MP tym razem w Kazimierzy Wielkiej

30

W tym roku MP zostały przeniesione z Dusznik do Kazimierzy Wielkiej. W Kazimierzy miał okazję finiszować już wyścig szlakiem walk majora Hubala, którego organizator jest medalista Igrzysk Olimpijskich z Seulu (srebro w drużynie w Pan Andzej Sypytkowski).

Trasa jaka przygotowana została na tegoroczne MP ze startu wspólnego przeprowadzona jest po dobrej jakości drogach. Dużo jest wąskich, ciasnych dróg, zakrętów i elementów technicznych. Jest tez kawałek płyt betonowych.

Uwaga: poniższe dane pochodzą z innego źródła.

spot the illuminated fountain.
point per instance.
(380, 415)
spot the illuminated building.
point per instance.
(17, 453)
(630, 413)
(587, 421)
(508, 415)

Nie brakuje też górek. Nie są może długie, najdłuższa ma około 1km i 5 procent nachylenia. Trasa jak na belgijskich klasykach. Dużo otwartego terenu. Jedynie końcówka rundy daje moment na lekki wypoczynek. Oprócz licznych górek są techniczne zjazdy wiec jest wszystko. Meta na lekkim wzniesieniu, ostatnie 500 metrów ma około 3% nachylenia. W moim odczuciu jest to trasa widowiskowa, ciekawa. Jedna z ciekawszych od wielu lat, jak nie najciekawsza w moim odczuciu jaką widzę od blisko 20 lat (ale to tylko moje odczucie ). Rekonesans odbyłem przy okazji wyscig amatorów przy okazji MP.